J.P. Morgan Asset Management launches first ETFs in Canada as part of broader Canadian expansion
J.P. Morgan Asset Management (Canada) Inc. launched its first exchange-traded funds in Canada on Tuesday, part of an expansion plan into this country that includes new offices and private market funds.
The Canadian division of the US$3.3-trillion New York-based asset manager introduced two actively managed U.S. equity funds that use options strategies. JPMorgan US Equity Premium Income Active ETF JEPI-T and JPMorgan Nasdaq Equity Premium Income Active ETF JEPQ-T each have U.S. versions with more than US$51-billion combined in assets under management.
Travis Hughes, head of Canada for J.P. Morgan Asset Management, says the ETFs each hold between 65 and 80 names listed in the S&P 500 and the Nasdaq 100 indexes, respectively, and write covered calls to provide additional income and manage volatility.
“They’re active not only in the underlying portfolio, so the underlying securities we manage, but they’re also active in the option overlay we use,” he says.
The firm has Canadian clients invested in the U.S.-listed ETFs, he adds, but the Toronto Stock Exchange listings allow for more favourable tax treatment.
The move is part of a broader push into Canada. In addition to its offices in Toronto and Vancouver, J.P. Morgan Asset Management opened a Montreal office last year and is planning to open a Calgary office in 2025, Mr. Hughes says. Since he became head of Canada three years ago, the Canada team has grown to almost 25 people from nine.
Much of the new headcount is going to the client service side. Late last year, the firm hired Jay Rana, a former senior vice-president at Pacific Investment Management Co., to introduce advisors to the firm’s investment products. That will be important as the firm rolls out new private market products, Mr. Hughes says, beginning with a private equity fund later this year.
“It’s a terminology that’s a little bit overused in the industry, but the ‘democratization’ of access to private alternatives is really important, and that’s exactly what we’ll bring to Canada,” Mr. Hughes says. “So, it’s taking the same investment teams, the same calibre of research, of rigour, and putting it into a structure that makes sense for individual investors and their advisors.”

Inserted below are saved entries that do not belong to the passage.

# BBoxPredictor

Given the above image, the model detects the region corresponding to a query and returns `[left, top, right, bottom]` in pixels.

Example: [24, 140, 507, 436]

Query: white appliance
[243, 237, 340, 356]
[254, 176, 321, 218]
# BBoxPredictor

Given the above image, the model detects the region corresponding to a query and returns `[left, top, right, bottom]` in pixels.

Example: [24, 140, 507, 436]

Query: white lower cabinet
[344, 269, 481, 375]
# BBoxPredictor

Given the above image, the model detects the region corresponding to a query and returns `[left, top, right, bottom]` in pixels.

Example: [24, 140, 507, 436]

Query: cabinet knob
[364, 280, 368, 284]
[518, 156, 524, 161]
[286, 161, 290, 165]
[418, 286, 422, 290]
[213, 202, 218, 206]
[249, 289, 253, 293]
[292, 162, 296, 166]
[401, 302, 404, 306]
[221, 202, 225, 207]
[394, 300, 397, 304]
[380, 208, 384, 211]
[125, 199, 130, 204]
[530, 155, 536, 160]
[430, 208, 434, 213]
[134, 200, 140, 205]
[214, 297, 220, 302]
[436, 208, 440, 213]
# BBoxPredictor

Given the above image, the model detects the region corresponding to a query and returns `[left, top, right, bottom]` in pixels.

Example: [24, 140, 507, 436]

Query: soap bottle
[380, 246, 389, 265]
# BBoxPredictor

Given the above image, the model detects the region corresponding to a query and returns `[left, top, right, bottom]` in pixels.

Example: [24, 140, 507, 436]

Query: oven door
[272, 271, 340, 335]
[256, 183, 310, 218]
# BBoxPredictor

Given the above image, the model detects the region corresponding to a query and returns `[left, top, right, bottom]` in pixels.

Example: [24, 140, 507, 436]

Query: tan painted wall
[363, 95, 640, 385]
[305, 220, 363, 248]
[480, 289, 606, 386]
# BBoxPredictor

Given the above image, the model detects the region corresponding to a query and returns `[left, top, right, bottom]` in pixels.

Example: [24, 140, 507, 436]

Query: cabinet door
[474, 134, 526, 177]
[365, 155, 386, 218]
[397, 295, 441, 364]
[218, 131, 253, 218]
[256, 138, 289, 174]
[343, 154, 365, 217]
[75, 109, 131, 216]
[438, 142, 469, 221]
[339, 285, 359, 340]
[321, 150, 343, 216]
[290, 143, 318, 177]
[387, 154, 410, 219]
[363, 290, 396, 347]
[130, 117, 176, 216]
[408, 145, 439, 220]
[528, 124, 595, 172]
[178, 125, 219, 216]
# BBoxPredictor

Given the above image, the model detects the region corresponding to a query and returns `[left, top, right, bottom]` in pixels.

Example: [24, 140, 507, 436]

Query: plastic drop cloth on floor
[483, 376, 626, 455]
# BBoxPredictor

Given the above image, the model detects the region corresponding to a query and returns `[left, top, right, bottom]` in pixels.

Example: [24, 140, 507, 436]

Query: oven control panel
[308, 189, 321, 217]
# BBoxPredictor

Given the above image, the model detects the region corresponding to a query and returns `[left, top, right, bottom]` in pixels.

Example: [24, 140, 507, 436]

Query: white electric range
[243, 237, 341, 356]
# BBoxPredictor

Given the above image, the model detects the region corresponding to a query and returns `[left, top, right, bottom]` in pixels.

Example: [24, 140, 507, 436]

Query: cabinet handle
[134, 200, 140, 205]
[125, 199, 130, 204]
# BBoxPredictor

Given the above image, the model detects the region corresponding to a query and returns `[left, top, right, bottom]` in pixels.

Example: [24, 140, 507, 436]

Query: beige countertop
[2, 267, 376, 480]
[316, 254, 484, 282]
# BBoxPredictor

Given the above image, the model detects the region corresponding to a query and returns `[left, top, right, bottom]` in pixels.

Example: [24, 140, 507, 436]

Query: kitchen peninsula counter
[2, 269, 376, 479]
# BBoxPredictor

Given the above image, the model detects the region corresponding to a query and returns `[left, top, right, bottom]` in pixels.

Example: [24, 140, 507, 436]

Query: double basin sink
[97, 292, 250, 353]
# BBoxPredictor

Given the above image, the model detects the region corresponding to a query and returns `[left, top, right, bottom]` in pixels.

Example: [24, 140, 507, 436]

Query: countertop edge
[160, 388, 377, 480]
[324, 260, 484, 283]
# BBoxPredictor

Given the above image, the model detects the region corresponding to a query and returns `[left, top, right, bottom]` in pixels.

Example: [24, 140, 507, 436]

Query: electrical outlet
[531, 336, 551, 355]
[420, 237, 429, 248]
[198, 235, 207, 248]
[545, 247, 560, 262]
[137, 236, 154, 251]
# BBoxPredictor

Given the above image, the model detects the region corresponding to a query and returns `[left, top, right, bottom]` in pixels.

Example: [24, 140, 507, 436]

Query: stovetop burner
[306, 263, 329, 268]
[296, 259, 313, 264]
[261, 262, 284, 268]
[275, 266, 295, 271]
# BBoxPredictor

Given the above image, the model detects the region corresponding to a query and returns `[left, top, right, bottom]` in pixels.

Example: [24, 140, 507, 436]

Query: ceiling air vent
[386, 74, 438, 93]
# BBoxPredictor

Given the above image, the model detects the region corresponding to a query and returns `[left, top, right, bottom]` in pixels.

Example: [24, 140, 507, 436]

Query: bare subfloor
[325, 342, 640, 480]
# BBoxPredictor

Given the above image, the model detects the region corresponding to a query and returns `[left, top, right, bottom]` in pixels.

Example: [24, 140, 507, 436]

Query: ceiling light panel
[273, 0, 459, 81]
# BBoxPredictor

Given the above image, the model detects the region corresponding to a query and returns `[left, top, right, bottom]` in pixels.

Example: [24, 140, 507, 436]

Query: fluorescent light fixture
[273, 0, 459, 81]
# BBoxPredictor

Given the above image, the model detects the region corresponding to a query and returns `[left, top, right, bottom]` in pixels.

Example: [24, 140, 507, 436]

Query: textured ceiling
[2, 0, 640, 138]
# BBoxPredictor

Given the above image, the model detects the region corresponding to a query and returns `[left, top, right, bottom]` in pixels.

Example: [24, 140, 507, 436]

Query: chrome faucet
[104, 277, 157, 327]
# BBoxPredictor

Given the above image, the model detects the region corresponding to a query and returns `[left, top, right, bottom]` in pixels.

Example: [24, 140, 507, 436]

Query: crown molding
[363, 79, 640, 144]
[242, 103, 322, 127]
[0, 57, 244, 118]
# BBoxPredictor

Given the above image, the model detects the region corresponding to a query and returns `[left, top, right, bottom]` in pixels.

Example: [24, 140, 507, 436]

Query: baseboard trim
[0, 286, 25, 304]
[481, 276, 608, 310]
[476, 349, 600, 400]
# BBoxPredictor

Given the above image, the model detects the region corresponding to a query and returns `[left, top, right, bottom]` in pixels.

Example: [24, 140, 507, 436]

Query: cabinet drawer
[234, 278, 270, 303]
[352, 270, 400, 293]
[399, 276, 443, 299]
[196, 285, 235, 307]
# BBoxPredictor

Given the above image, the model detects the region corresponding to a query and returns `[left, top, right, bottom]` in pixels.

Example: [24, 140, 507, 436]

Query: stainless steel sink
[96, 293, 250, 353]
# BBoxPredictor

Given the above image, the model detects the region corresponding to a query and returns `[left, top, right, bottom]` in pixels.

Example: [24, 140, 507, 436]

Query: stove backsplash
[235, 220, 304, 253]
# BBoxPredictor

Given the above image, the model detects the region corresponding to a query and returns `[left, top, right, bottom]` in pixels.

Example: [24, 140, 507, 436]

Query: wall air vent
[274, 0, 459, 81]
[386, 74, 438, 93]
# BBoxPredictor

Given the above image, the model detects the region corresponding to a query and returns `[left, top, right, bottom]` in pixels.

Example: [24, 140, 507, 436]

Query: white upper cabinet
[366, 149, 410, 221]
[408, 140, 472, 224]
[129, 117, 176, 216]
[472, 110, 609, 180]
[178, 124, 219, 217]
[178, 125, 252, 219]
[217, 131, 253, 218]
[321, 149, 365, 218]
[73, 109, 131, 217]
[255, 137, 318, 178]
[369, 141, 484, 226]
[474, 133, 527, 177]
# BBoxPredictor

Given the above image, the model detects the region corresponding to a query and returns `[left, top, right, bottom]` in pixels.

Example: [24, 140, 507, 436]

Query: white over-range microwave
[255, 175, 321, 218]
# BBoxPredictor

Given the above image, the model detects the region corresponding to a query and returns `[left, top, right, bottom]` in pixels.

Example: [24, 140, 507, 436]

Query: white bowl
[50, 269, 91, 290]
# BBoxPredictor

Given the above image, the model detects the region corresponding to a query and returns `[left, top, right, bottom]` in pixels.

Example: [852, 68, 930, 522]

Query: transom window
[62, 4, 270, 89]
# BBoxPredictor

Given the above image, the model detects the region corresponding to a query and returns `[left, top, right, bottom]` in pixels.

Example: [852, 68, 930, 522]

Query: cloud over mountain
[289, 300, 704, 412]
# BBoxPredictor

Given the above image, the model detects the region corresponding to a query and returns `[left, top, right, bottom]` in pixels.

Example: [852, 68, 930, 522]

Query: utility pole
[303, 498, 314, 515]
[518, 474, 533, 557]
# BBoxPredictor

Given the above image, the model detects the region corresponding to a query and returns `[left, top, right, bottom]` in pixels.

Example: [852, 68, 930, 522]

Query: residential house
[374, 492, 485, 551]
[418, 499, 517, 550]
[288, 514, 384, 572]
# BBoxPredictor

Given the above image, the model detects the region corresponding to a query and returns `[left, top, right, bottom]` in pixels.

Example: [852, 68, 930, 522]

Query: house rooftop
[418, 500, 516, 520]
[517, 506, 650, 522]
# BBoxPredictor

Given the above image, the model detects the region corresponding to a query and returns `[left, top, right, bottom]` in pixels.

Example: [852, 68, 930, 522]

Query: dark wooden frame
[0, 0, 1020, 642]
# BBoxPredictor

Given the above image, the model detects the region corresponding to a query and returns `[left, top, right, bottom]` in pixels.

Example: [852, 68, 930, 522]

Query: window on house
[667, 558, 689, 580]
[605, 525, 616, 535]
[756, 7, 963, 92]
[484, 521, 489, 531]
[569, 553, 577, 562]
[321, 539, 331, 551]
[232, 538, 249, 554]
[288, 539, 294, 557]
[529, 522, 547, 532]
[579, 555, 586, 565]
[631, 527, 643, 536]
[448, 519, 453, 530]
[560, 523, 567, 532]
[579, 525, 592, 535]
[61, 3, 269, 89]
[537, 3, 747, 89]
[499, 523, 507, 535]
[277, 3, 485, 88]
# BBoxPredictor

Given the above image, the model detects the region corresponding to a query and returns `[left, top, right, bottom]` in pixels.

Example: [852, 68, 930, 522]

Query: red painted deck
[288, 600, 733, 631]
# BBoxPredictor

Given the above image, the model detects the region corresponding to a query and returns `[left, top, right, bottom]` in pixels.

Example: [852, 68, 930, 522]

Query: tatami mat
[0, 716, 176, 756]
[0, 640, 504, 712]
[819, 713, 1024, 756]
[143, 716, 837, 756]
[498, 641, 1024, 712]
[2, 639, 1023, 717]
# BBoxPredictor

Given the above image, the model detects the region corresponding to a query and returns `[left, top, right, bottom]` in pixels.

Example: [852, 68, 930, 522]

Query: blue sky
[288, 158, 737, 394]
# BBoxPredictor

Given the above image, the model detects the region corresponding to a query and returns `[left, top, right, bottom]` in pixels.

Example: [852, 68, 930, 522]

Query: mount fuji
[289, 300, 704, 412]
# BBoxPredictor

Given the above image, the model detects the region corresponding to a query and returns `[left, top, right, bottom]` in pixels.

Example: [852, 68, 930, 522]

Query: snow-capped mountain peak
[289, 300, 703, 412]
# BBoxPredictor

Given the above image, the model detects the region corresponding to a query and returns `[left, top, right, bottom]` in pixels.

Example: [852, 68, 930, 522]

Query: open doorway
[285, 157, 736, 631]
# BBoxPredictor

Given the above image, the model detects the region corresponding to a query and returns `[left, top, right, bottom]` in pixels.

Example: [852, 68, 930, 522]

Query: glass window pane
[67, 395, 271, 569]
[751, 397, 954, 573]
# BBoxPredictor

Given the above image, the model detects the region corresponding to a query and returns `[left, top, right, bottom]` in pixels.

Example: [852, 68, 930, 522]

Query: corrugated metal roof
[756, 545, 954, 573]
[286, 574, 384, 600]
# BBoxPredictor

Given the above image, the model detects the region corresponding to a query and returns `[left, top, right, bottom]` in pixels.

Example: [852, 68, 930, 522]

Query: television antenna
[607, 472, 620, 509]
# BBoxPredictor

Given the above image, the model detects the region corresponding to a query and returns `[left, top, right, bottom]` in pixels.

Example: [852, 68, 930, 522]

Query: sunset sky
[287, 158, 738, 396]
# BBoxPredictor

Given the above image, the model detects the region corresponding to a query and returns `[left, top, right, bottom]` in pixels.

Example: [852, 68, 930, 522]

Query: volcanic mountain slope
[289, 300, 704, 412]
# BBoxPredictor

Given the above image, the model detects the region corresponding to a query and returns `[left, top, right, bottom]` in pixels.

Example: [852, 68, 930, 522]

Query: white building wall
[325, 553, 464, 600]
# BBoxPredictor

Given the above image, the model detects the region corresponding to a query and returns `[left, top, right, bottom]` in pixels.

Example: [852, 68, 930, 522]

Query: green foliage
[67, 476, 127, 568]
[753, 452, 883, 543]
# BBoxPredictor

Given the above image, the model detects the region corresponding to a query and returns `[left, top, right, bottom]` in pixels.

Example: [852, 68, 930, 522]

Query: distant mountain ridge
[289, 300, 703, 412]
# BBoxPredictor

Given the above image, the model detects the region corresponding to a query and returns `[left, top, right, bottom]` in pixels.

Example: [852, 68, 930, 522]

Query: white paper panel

That means funds with lower minimum investments and more liquidity than traditional closed-end offering memorandum funds, he says.
Competition has increased in private markets as more asset managers introduce products targeting high-net-worth investors seeking diversification and less volatility than in public markets. Several Canadian asset managers have partnered with U.S. private equity and private credit giants to release open-ended “evergreen” funds with lower minimums that allow investors to buy whenever they want and to sell periodically, with certain restrictions.
Mr. Hughes says the forthcoming private equity fund will focus on the small- and mid-size market. The firm also has plans to eventually roll out infrastructure, real estate and private credit funds in Canada.
There are also plans for more ETFs in Canada. J.P. Morgan launched its first U.S. ETFs in 2014 and introduced products in Europe and Asia in 2018. The two Canadian launches are the first of what Mr. Hughes says will be a “broad suite” of actively managed ETFs.
“When we look at Canada as a strategic opportunity, the growth of the ETF industry here has been phenomenal,” he says.
More than $41-billion has flowed into ETFs in Canada this year as of Aug. 31, according to the Investment Funds Institute of Canada, compared with $3.6-billion in net sales for mutual funds over the same period.
There’s also stiff competition, with more than 1,200 ETFs in Canada competing for $464-billion in assets under management. J.P. Morgan will focus on actively managed ETFs in Canada, Mr. Hughes says, a space that has also become more crowded this year. As of June 30, 93 of the 122 new ETFs listings this year were actively managed.
Mr. Hughes says J.P. Morgan is looking to be a strategic partner to investment dealers in Canada and isn’t trying to compete in areas such as Canadian equity and fixed income.
“What we would bring to market would be things that would complement what’s already on their shelf,” he says.
J.P. Morgan doesn’t have an advisor business in Canada and doesn’t have any plans to start one, he adds. “The fact we don’t have competing advisors helps us in some of those conversations.”